There are all sorts of different theories out there about how you should structure your workouts, in regards to the order you do things. Specifically, the discussion usually revolves around whether cardio or strength training should be the first thing on your list when you hit the gym. And there are various reasons – some a little more mythical than others – used on either side of the debate.
To confuse the issue even further, the American College of Sports Medicine (ACSM) encourages a workout framework that is a little more complicated than just cardio and strength training. According to the ACSM guidelines, your weekly workouts should include:
- 3–5 days of cardiorespiratory exercise, depending on intensity
- 2–3 days of resistance training
- 2–3 days of flexibility training
- 2–3 days of neuromotor training
In an effort to clear all this up and provide a definitive answer regarding which form of exercise should come first, the American Council on Exercise (ACE) recently sponsored a study on the matter.
The study began by selecting 24 healthy, active men and women who were familiar with each form of exercise. Each subject than underwent baseline testing and was given a chance to practice the exercises that would be used in the study proper.

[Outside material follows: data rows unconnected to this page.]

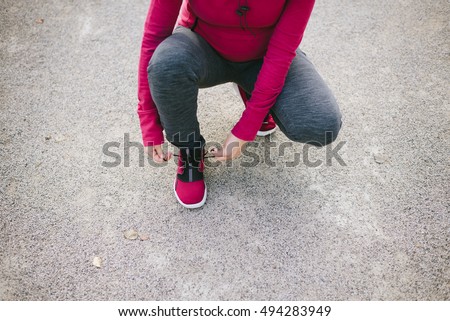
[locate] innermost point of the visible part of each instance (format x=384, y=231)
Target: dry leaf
x=131, y=234
x=97, y=262
x=144, y=237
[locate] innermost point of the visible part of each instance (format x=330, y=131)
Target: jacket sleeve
x=280, y=52
x=159, y=24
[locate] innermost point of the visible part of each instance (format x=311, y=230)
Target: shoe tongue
x=191, y=155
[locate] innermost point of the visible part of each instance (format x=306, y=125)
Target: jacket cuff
x=151, y=129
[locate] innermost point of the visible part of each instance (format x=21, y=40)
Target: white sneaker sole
x=265, y=133
x=197, y=205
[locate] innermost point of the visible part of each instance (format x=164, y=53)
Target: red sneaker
x=189, y=185
x=268, y=126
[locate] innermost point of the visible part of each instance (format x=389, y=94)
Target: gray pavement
x=375, y=229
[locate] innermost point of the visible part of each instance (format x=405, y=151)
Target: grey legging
x=306, y=110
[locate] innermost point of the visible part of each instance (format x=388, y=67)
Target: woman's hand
x=231, y=148
x=157, y=154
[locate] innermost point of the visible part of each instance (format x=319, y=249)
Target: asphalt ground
x=372, y=223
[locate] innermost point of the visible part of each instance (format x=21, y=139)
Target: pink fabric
x=273, y=30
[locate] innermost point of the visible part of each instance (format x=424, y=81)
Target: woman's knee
x=170, y=66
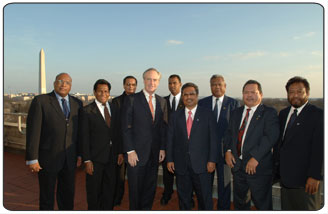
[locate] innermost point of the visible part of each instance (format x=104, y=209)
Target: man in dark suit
x=252, y=132
x=192, y=150
x=174, y=102
x=100, y=148
x=144, y=125
x=52, y=143
x=222, y=107
x=130, y=86
x=301, y=149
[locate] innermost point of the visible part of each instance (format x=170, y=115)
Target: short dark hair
x=253, y=82
x=298, y=79
x=101, y=82
x=130, y=77
x=175, y=76
x=190, y=84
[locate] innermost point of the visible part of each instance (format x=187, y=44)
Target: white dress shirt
x=219, y=104
x=291, y=111
x=177, y=99
x=250, y=115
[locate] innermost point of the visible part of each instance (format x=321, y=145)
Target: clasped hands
x=250, y=166
x=133, y=157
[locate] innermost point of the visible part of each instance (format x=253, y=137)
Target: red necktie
x=189, y=123
x=107, y=116
x=151, y=106
x=241, y=132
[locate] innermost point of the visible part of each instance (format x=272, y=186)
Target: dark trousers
x=120, y=182
x=202, y=184
x=101, y=186
x=224, y=192
x=142, y=182
x=256, y=187
x=168, y=181
x=298, y=199
x=65, y=189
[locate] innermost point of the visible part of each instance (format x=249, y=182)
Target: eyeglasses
x=61, y=82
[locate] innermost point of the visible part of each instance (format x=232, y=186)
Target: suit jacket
x=169, y=110
x=228, y=105
x=201, y=147
x=49, y=137
x=140, y=132
x=301, y=151
x=96, y=136
x=261, y=136
x=118, y=102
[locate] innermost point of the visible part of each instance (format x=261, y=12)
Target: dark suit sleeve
x=164, y=125
x=215, y=149
x=270, y=135
x=33, y=130
x=317, y=149
x=127, y=124
x=85, y=135
x=170, y=138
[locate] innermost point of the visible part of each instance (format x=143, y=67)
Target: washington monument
x=42, y=74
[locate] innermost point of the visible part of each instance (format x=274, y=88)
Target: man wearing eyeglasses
x=192, y=150
x=52, y=143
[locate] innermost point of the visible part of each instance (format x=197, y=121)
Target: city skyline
x=267, y=42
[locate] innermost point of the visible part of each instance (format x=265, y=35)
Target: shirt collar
x=299, y=109
x=60, y=97
x=253, y=109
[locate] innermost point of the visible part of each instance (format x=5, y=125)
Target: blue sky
x=267, y=42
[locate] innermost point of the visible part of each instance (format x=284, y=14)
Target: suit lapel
x=145, y=104
x=252, y=124
x=182, y=122
x=55, y=104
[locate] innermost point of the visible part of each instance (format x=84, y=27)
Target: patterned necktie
x=215, y=110
x=241, y=132
x=291, y=121
x=65, y=108
x=151, y=106
x=107, y=116
x=189, y=123
x=173, y=104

Since there are 24 possible ways to order and reorder the four exercise modes, that’s how many workouts each participant performed. Every workout was directly supervised by a member of the research team and the subjects were given 48 hours of rest between workouts to make sure that one workout didn’t affect performance on the next.

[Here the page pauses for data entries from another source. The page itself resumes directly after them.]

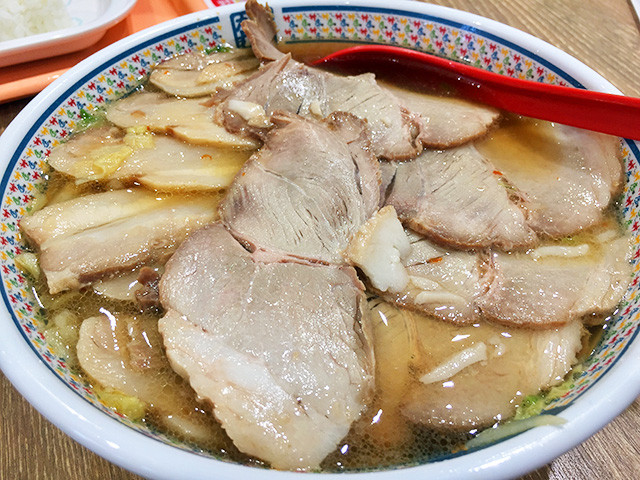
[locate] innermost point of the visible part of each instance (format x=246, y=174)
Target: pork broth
x=407, y=343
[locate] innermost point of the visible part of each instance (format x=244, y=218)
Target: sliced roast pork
x=195, y=74
x=287, y=85
x=124, y=354
x=88, y=238
x=456, y=197
x=307, y=191
x=552, y=285
x=448, y=121
x=280, y=349
x=186, y=118
x=411, y=271
x=160, y=162
x=469, y=377
x=567, y=175
x=545, y=287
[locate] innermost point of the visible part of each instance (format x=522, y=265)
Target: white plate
x=91, y=20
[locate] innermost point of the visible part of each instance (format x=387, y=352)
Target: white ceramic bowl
x=611, y=379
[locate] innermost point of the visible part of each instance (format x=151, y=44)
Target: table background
x=604, y=34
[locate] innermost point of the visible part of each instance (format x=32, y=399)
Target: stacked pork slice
x=482, y=264
x=263, y=316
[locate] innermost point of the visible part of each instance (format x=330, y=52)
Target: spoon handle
x=601, y=112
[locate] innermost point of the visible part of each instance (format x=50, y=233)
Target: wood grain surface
x=603, y=34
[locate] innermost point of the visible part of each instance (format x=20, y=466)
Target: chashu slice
x=159, y=162
x=307, y=191
x=91, y=237
x=409, y=270
x=196, y=74
x=470, y=377
x=544, y=287
x=456, y=197
x=124, y=353
x=568, y=175
x=554, y=284
x=280, y=349
x=186, y=118
x=285, y=84
x=448, y=121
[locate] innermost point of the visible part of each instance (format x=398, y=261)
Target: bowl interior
x=121, y=68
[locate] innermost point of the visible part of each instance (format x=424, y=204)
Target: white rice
x=21, y=18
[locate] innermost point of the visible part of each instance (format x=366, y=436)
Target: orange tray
x=25, y=79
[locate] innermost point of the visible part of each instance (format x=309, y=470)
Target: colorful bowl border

Once all of the data from the study was collected, the researchers found that placing the cardio section first kept the subjects’ heart rate significantly lower than if it was done after strength training. The order of flexibility and neuromotor training made no difference, as along as it came after the strength portion.
Based on their findings, the researchers recommend doing cardio first to keep your heart rate in the “moderate intensity” range. However, they also state that this depends on you and the goal of your workout.

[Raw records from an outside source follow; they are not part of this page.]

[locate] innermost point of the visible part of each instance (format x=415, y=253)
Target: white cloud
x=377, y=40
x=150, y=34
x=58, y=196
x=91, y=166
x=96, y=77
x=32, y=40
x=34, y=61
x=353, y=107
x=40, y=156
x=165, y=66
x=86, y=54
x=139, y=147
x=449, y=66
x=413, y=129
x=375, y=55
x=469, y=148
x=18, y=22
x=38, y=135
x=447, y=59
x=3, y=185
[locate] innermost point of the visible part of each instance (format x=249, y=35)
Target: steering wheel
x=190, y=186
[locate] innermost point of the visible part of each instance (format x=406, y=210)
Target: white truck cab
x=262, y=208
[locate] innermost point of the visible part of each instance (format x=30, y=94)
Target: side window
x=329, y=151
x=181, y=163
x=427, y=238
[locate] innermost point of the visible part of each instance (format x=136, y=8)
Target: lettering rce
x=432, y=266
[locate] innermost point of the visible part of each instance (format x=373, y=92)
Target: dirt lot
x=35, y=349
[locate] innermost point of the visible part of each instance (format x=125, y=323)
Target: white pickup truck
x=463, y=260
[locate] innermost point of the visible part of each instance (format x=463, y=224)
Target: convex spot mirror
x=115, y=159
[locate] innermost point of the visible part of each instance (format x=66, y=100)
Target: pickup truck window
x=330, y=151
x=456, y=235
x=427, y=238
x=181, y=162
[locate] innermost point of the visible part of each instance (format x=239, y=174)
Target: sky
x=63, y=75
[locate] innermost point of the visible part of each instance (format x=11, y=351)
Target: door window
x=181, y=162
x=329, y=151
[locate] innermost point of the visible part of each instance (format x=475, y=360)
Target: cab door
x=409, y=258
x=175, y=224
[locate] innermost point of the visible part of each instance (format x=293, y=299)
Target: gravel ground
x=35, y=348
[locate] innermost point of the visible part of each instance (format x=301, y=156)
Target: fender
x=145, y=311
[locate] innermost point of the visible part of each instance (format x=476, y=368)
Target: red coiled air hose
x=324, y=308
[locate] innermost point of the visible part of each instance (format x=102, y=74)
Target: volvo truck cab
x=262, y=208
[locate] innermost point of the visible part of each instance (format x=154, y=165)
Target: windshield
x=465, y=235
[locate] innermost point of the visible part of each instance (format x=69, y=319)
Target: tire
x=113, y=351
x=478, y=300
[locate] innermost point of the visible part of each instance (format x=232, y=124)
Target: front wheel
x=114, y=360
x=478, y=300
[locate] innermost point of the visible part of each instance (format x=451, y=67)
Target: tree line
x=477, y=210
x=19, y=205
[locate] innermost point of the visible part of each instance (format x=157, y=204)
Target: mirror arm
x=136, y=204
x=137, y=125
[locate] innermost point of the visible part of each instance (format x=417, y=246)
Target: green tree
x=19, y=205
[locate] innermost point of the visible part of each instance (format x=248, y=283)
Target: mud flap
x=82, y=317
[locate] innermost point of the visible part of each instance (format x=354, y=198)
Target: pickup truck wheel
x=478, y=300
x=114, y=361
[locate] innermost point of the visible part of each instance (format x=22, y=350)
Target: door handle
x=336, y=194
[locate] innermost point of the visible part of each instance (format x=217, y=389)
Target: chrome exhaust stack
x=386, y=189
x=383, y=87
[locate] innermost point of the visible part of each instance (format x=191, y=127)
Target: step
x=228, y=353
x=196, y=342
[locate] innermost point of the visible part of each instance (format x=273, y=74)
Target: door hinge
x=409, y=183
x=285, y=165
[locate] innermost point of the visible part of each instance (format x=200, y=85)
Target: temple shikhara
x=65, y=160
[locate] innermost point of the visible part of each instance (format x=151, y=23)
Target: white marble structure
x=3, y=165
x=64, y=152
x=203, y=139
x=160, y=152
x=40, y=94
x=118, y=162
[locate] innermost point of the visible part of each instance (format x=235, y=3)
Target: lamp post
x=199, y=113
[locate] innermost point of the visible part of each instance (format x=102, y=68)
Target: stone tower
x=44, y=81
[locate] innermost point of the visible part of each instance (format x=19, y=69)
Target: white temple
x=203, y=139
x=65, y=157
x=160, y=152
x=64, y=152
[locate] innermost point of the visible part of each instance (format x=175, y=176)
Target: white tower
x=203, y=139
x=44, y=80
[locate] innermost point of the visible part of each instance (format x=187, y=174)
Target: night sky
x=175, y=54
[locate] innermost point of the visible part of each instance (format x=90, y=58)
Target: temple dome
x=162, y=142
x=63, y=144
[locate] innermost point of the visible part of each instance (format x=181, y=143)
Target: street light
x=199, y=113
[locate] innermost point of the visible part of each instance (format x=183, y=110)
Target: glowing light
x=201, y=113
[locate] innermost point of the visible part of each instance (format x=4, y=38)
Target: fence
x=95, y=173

The above-mentioned recommendation is made with the goal of keeping people safe and not pushing the average exerciser to hard. Keeping your exercise intensity at “moderate” is a safe way for you to see endurance benefits while not putting your heart at risk. That being said, these recommendations don’t work for everyone.
The most obvious reason that one might ignore these recommendations is because they want to get their heart rate into the realm of “vigorous intensity.” For sprinters or those who are more focused on building power than endurance, this is an important difference. This study, then, provides important insight into how you can restructure your workouts to be most effective for your goals.
It’s also important to remember that every workout does not need to include all four of these exercise modes. If you need to focus specifically on strength, then, there’s no reason why certain days cannot be strength-only. Similarly, if you want to have greater endurance gains, you should design days around that goal.